I recently started learning PHP as my first programming language and I love it so far. But the amount of negativity and hatred I see towards PHP on the internet (even among so-called PHP lovers) makes me question my decision of learning PHP.
My main purpose for learning PHP is for web-development. I have looked into java code and I felt like I am going to shit pants if I have to learn that.
2 questions.
- Am I wasting my time with PHP?
- What are some good alternative for web-development that preferably doesn't have a steep learning curve?
There is pretty much new independent PHP engines nowadays, one of my favorite is an embedded PHP5 implementation named PH7 written in ANSI C and following the SQLite3 coding style (very impressive) http://ph7.symisc.net
PHP is addictive.
You can create whole web app in one PHP file from scratch and it will have everything including API and DB management layer and be secure and fully functioning.
And it will work on all servers and on all operating systems.
Millions are made by average developers developing themes and plugins for wordpress.
Hard to beat all that.
#drama is for queens :)
I think the only hope PHP has of continuing development is if someone big like Facebook can add some direction to it.
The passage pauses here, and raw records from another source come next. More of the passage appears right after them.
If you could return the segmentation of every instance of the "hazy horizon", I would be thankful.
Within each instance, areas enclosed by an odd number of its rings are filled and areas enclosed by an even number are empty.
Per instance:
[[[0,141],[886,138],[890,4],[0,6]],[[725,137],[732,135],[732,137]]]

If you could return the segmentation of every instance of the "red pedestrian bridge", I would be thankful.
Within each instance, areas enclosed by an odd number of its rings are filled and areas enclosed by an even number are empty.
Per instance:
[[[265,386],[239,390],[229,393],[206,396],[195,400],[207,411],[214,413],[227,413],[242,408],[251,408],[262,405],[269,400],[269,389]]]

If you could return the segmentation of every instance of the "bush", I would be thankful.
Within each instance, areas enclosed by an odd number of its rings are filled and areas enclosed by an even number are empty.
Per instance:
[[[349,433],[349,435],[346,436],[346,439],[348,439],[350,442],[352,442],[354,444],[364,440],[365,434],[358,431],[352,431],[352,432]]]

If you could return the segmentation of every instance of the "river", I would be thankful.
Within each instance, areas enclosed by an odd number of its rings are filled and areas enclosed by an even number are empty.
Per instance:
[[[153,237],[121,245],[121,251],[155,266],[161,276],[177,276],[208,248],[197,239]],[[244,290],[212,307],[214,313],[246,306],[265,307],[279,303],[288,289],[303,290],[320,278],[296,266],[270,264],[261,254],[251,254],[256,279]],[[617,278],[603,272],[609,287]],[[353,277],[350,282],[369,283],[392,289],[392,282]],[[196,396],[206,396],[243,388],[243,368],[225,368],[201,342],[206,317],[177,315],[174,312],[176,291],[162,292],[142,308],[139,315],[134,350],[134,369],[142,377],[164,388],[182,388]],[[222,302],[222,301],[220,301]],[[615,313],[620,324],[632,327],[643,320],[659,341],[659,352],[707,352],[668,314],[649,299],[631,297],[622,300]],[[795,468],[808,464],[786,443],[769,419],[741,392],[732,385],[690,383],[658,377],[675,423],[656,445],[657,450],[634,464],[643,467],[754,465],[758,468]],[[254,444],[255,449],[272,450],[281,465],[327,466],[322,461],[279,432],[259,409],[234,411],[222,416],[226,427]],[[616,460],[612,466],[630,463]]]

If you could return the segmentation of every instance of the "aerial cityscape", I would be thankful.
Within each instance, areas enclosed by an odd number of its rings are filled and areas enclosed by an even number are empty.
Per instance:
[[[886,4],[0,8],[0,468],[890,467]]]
Maybe they will but I think last I checked even they were giving up on using it for much more then a thin veneer to their back end services.
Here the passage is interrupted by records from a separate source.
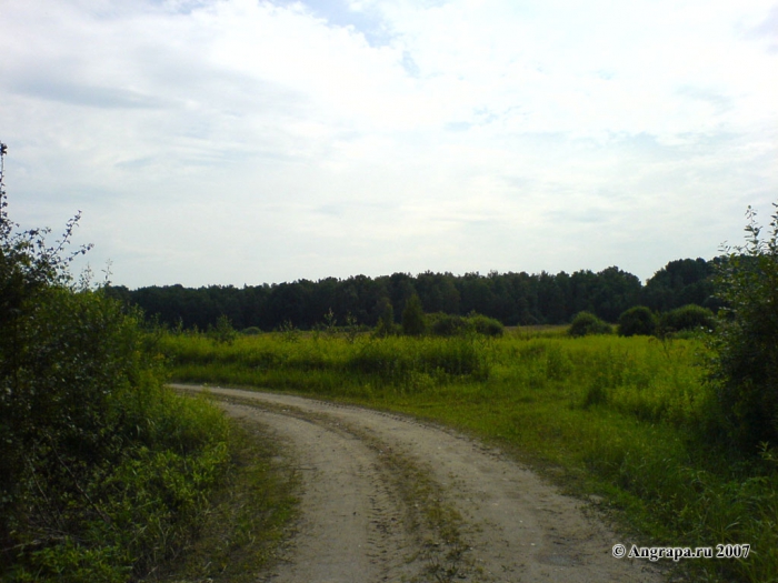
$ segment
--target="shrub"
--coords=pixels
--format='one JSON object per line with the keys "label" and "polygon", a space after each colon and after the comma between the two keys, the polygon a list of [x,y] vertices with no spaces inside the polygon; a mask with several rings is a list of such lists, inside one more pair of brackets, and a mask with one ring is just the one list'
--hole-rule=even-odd
{"label": "shrub", "polygon": [[568,330],[571,336],[588,336],[591,334],[611,334],[614,329],[591,312],[578,312]]}
{"label": "shrub", "polygon": [[438,312],[429,314],[427,322],[433,336],[459,336],[468,332],[468,322],[461,315]]}
{"label": "shrub", "polygon": [[662,332],[682,332],[689,330],[712,330],[716,325],[714,312],[694,303],[665,312],[659,318]]}
{"label": "shrub", "polygon": [[645,305],[636,305],[619,316],[620,336],[650,336],[657,330],[657,318]]}
{"label": "shrub", "polygon": [[505,326],[499,320],[472,312],[468,315],[468,324],[472,330],[485,336],[501,336],[505,333]]}
{"label": "shrub", "polygon": [[387,299],[382,299],[381,315],[378,319],[378,325],[376,326],[376,335],[379,338],[391,336],[397,333],[397,324],[395,323],[395,309],[391,302]]}
{"label": "shrub", "polygon": [[724,248],[716,267],[720,311],[710,346],[708,382],[715,389],[729,438],[754,453],[778,444],[778,204],[767,240],[756,212],[746,217],[747,242]]}
{"label": "shrub", "polygon": [[505,326],[499,320],[472,312],[467,318],[461,315],[435,313],[427,316],[428,330],[435,336],[463,336],[483,334],[501,336]]}
{"label": "shrub", "polygon": [[223,415],[162,385],[142,314],[73,283],[77,223],[53,248],[16,232],[0,173],[2,581],[142,576],[190,537],[227,462]]}
{"label": "shrub", "polygon": [[420,336],[427,330],[425,312],[421,308],[421,300],[415,293],[406,302],[402,310],[402,333],[408,336]]}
I think what's important here is that PHP developers shouldn't look past the curtain. The whole web stack is a house of cards. The state of PHP doesn't change that. ;)
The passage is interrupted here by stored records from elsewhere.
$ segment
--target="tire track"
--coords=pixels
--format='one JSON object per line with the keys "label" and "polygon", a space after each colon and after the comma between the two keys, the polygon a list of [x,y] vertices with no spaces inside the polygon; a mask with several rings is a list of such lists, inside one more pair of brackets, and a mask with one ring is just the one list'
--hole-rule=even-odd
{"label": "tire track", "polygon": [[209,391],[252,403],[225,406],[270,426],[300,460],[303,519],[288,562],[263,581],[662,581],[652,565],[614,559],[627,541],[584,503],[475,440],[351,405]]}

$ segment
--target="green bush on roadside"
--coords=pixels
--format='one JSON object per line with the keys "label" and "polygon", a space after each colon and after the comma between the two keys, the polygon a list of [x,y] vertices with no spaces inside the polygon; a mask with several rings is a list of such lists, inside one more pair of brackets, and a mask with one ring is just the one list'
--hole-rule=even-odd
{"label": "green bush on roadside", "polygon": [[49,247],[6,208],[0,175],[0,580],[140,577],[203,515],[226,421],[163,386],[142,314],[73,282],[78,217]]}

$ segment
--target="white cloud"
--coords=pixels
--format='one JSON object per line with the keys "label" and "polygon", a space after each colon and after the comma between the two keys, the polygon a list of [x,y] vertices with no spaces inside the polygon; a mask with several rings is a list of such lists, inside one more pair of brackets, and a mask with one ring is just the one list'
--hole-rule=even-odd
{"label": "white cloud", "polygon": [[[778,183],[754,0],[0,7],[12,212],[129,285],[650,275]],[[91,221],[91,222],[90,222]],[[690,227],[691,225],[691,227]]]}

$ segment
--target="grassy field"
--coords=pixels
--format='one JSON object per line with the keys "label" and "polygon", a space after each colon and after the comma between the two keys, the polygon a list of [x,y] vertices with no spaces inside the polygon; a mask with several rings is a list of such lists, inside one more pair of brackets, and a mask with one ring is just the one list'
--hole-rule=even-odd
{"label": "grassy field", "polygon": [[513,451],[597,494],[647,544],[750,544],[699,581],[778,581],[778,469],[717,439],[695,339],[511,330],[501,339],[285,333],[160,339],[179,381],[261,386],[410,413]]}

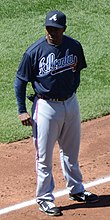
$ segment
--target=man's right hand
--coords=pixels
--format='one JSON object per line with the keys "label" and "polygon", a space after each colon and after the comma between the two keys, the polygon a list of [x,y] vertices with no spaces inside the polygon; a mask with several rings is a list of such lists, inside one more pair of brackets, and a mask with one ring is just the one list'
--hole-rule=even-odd
{"label": "man's right hand", "polygon": [[24,126],[32,126],[32,119],[28,112],[24,112],[18,116]]}

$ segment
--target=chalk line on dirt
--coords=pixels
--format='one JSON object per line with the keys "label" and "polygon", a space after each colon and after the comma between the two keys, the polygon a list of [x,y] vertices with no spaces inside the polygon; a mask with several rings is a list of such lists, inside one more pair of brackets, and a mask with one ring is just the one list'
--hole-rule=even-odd
{"label": "chalk line on dirt", "polygon": [[[96,180],[94,180],[90,183],[85,183],[84,187],[85,187],[85,189],[87,189],[87,188],[90,188],[90,187],[93,187],[93,186],[97,186],[97,185],[100,185],[100,184],[107,183],[109,181],[110,181],[110,176],[102,177],[102,178],[96,179]],[[58,192],[54,192],[55,198],[61,197],[61,196],[67,195],[67,194],[68,194],[67,189],[64,189],[64,190],[61,190],[61,191],[58,191]],[[0,209],[0,215],[6,214],[6,213],[9,213],[9,212],[21,209],[21,208],[25,208],[27,206],[35,205],[35,204],[36,204],[36,199],[32,199],[32,200],[29,200],[29,201],[26,201],[26,202],[15,204],[13,206],[9,206],[9,207]]]}

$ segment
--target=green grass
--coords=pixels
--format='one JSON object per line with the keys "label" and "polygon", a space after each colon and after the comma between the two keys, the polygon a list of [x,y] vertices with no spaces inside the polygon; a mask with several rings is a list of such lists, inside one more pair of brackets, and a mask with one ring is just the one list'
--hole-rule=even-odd
{"label": "green grass", "polygon": [[[13,84],[23,53],[45,34],[45,14],[52,9],[67,15],[66,34],[84,48],[88,68],[78,89],[81,121],[110,114],[110,1],[0,0],[0,142],[31,136],[18,120]],[[27,106],[31,113],[29,101]]]}

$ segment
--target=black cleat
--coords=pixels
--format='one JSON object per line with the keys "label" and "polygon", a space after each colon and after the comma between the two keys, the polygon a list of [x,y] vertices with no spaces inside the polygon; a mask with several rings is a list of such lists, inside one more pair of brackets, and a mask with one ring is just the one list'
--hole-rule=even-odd
{"label": "black cleat", "polygon": [[99,201],[99,197],[91,192],[84,191],[78,194],[69,194],[71,200],[86,203],[95,203]]}
{"label": "black cleat", "polygon": [[44,212],[47,215],[51,216],[60,216],[62,215],[59,208],[55,206],[53,202],[50,201],[41,201],[39,204],[39,210]]}

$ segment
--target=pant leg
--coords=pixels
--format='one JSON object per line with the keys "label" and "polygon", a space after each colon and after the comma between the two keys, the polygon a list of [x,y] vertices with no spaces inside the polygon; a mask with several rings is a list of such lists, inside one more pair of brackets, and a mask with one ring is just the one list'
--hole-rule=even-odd
{"label": "pant leg", "polygon": [[[53,201],[52,154],[59,133],[58,108],[39,99],[33,107],[33,138],[36,146],[37,202]],[[60,108],[59,108],[60,111]],[[60,113],[61,114],[61,113]]]}
{"label": "pant leg", "polygon": [[78,155],[80,147],[80,112],[76,95],[65,102],[65,124],[59,138],[60,159],[69,193],[84,191]]}

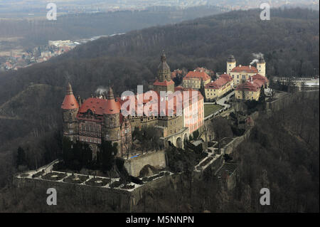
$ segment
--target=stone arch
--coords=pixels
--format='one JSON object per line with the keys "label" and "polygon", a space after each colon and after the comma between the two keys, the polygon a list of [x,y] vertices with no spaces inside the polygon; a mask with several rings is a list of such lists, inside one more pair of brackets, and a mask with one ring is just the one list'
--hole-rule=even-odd
{"label": "stone arch", "polygon": [[186,141],[186,140],[188,140],[188,134],[187,133],[185,133],[184,134],[183,134],[183,141]]}
{"label": "stone arch", "polygon": [[178,148],[183,148],[183,143],[182,143],[182,139],[181,139],[181,137],[178,137],[178,138],[176,138],[176,147],[178,147]]}

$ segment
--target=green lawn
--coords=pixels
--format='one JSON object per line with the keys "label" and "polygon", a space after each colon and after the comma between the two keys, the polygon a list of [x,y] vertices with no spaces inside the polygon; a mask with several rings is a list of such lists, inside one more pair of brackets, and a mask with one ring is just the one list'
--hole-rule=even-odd
{"label": "green lawn", "polygon": [[205,117],[210,115],[210,114],[213,114],[217,110],[219,110],[222,108],[223,108],[223,106],[220,105],[214,105],[214,104],[207,104],[204,105],[205,108]]}

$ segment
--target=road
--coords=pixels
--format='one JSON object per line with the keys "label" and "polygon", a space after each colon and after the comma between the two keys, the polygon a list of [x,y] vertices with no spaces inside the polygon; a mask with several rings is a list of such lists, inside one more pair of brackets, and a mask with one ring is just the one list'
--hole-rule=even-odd
{"label": "road", "polygon": [[235,90],[233,90],[232,93],[230,93],[230,94],[228,94],[227,96],[221,97],[220,100],[218,100],[217,101],[217,104],[219,104],[220,105],[223,105],[225,107],[229,108],[230,107],[230,105],[229,104],[225,104],[225,100],[228,100],[230,97],[231,95],[234,95],[235,93]]}

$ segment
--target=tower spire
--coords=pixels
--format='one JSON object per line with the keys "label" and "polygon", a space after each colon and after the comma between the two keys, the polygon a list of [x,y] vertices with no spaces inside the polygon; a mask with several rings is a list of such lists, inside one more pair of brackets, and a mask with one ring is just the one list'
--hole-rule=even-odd
{"label": "tower spire", "polygon": [[68,83],[66,95],[73,95],[73,87],[71,86],[71,84],[70,83],[70,82]]}
{"label": "tower spire", "polygon": [[113,90],[112,90],[112,88],[111,88],[110,84],[109,84],[109,90],[108,90],[108,92],[107,93],[107,100],[114,100],[114,96],[113,95]]}
{"label": "tower spire", "polygon": [[61,108],[64,110],[79,109],[79,104],[73,95],[73,87],[70,83],[67,85],[67,92],[61,105]]}
{"label": "tower spire", "polygon": [[163,50],[161,55],[161,63],[165,63],[166,61],[166,53],[164,53],[164,50]]}

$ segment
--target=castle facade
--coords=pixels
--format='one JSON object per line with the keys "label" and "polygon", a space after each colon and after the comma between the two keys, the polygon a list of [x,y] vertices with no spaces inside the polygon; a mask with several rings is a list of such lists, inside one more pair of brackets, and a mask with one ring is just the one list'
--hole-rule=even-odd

PHP is powering a huge industry. A lot of money is flowing on PHP code, from PHP developers banging out code for paying clients to companies like Facebook which got started as PHP apps. Wordpress powers a ridiculous number of companies which run on its code.
PHP may be a mess, but lets keep things in perspective. The state of what really matters is alive and well.
HN white knights JavaScript but hates PHP. I can't figure it out. Each language is horrible in similar ways.
Writing in PHP is a war against the platform - that's why PHP code tends to look like a battlefield...
He complains about how internals lacks leadership, so why doesn't step up and fill that void instead of running away?
PHP will be useful if the bloat is eliminated. Just plain procedural scripting, simple, straight - Nothing else is needed. By the way, that is my view of any scripting language. Languages used to write complex systems should be type safe and strictly structured.
Is this just a case of meritocracy at play?
I haven't followed the full discussion and events leading up to here, but would it be very wrong to assume this just a case of a bystander starting a discussion that didn't really catch on with any of the active maintainers?
Slightly off topic, but relevant question: how many people move away from PHP because they get too annoyed to work with it - even if it does "work" - and how many are moving from other languages _to_ PHP because they had enough of another language.
Move to Python, I'm sure the community can benefit from your skills. I see no future in PHP development. If the core is rotten ,you can have the best libs in the world (symfony,doctrine,...) in the end you still need to face PHP architectural problems. Or back to the JVM maybe.
Am I the only one who feels like this is a temper-tantrum of somebody who wanted to be in charge of more toys, punctuated with some salient (but obvious) points about PHP?